Hi to all, this is my first post here and I want to thank you for all the useful information you give.

I need some help to analyze the shaft you see in the attacched image: it's a rotor turning with very low speed and subjected to a pressure of 1 bar on upper side. I have also a torque on one side and two self alignment bearings on both ends. I want to analyze just the shaft not considering the rotor, so my questions are:

1) how to represent the pressure load on the shaft , if I suppose that the shaft is not bending on the middle part due to the rotor rigidity

2) how to put boundary condition correctly to represent bearings and prevent body motion

thanks for your help

[Aniket Chavan]

sentenza,

ANSYS Employees do not have access to attached files. Can you insert the image inline of your post? 

[sentenza]

done, thanks

[peteroznewman]

ANSYS Mechanical has a connection called Bearing. See this post.

You need more than two Bearings to have a Static Structural solution.  Two bearings only take away 4 DOF, you have to remove two more DOF, axial position and axial rotation.  See this post.

If you model the shaft and the rotor, you can apply pressure to the rotor and use contact between the shaft and the rotor. If you want a simplified model, split the shaft at the ends of the rotor, suppress the rotor, and apply two forces to the shaft at the split line to represent the pressure on the rotor.

[sentenza]

thanks for the suggestion, i will give a look. What about question number 1? I want to transfer the pressure to the shaft and avoid bending of the shaft where the rotor is positioned. I was thinking to slice the shaft in design modeler and consider the middle part as a rigid body: the ploblem is that in that way i can't insert a load on that part. Any other idea?

[peteroznewman]

How is the shaft assembled into the rotor?  Is there clearance? Is there some kind of shim at each end to take up the clearance?  If so, then it is reasonable to assume that the shaft can bend within the available clearance. In that case, the method of splitting the shaft at each end of the rotor and applying the total force from the rotor onto those two split faces seems reasonable.

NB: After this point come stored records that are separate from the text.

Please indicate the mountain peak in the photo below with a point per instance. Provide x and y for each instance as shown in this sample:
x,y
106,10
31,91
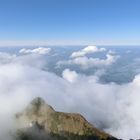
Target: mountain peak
x,y
38,114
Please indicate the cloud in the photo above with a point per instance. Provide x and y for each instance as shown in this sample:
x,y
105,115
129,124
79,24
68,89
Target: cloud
x,y
40,51
111,107
69,75
87,50
87,63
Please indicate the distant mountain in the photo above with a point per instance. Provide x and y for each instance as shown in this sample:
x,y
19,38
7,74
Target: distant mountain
x,y
39,121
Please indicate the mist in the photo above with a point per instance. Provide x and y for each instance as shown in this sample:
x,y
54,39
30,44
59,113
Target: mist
x,y
110,107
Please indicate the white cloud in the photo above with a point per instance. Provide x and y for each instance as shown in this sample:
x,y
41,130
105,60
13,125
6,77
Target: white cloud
x,y
40,51
69,75
87,50
112,107
86,62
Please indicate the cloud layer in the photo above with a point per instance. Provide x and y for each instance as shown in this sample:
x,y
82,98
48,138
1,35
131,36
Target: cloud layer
x,y
87,50
39,50
111,107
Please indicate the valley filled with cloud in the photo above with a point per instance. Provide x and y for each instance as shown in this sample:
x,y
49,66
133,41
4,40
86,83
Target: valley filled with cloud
x,y
73,81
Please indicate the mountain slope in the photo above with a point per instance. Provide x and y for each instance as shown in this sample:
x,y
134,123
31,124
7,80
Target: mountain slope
x,y
40,121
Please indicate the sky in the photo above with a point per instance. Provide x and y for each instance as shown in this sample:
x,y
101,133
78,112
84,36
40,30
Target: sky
x,y
69,22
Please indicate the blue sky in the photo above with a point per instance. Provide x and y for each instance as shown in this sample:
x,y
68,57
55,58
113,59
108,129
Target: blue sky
x,y
70,22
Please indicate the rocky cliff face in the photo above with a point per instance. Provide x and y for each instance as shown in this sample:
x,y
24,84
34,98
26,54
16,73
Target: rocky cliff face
x,y
39,121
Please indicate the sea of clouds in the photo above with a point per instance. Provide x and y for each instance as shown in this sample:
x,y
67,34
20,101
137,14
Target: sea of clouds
x,y
111,107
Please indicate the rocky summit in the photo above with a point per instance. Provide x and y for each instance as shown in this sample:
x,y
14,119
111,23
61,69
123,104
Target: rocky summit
x,y
39,121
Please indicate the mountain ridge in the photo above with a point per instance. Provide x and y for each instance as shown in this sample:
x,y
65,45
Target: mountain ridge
x,y
38,116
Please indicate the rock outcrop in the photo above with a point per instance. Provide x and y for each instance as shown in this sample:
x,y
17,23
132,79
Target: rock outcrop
x,y
39,121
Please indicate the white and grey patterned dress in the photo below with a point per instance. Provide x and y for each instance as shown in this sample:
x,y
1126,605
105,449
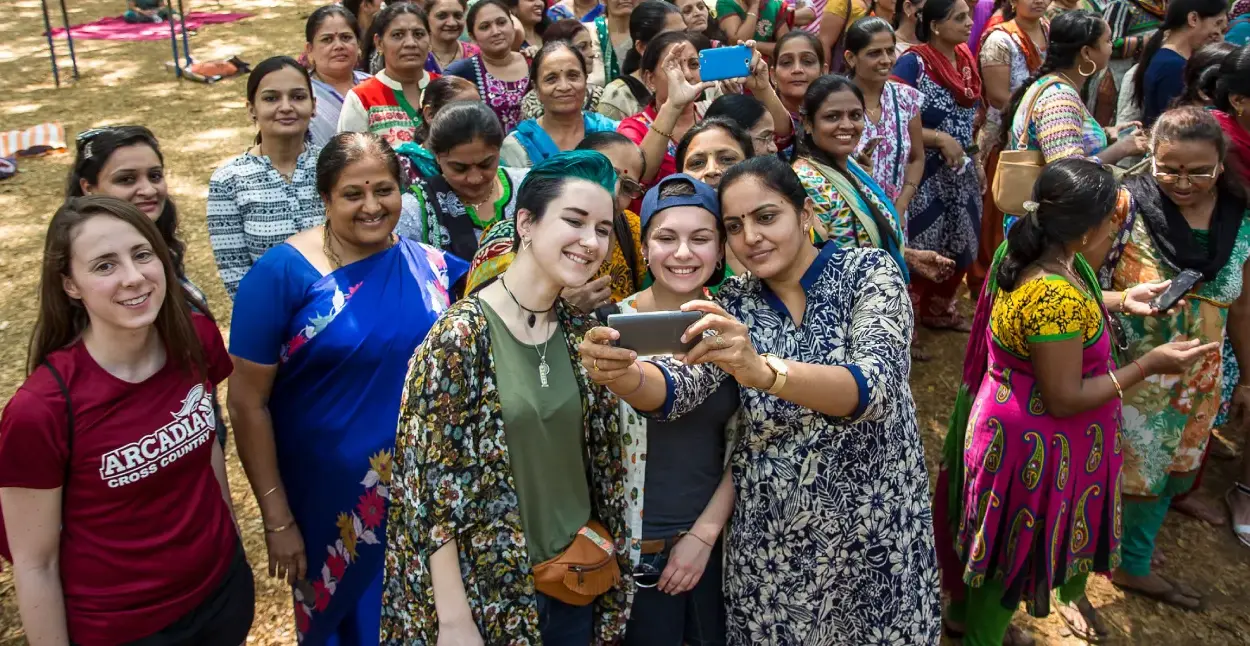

If the rotor is a close press fit with the shaft and there is no clearance, then include the pipe section of the rotor and bond it to the shaft to increase the stiffness.

If you have a cylindrical face, Mechanical provides a Bearing Load. This load provides a way to define a vector for the direction of loading. It then applies that loading to the compression side of the cylinder only, and does so using a cosine function so the highest force is at the center of the cylinder, and the force falls off to zero at the sides of cylinder, 90 degrees away from the center. The total force, integrated around the cylinder, equals the force entered into the Magnitude field.

[sentenza]

Hi Peter, the shaft is press fitted in the rotor with no clearance. I tried to put a remote force on the middle surface equal to max pressure force and set the behavior to rigid. It seems to me i have a good result. Can be a solution?

[peteroznewman]

That sounds reasonable.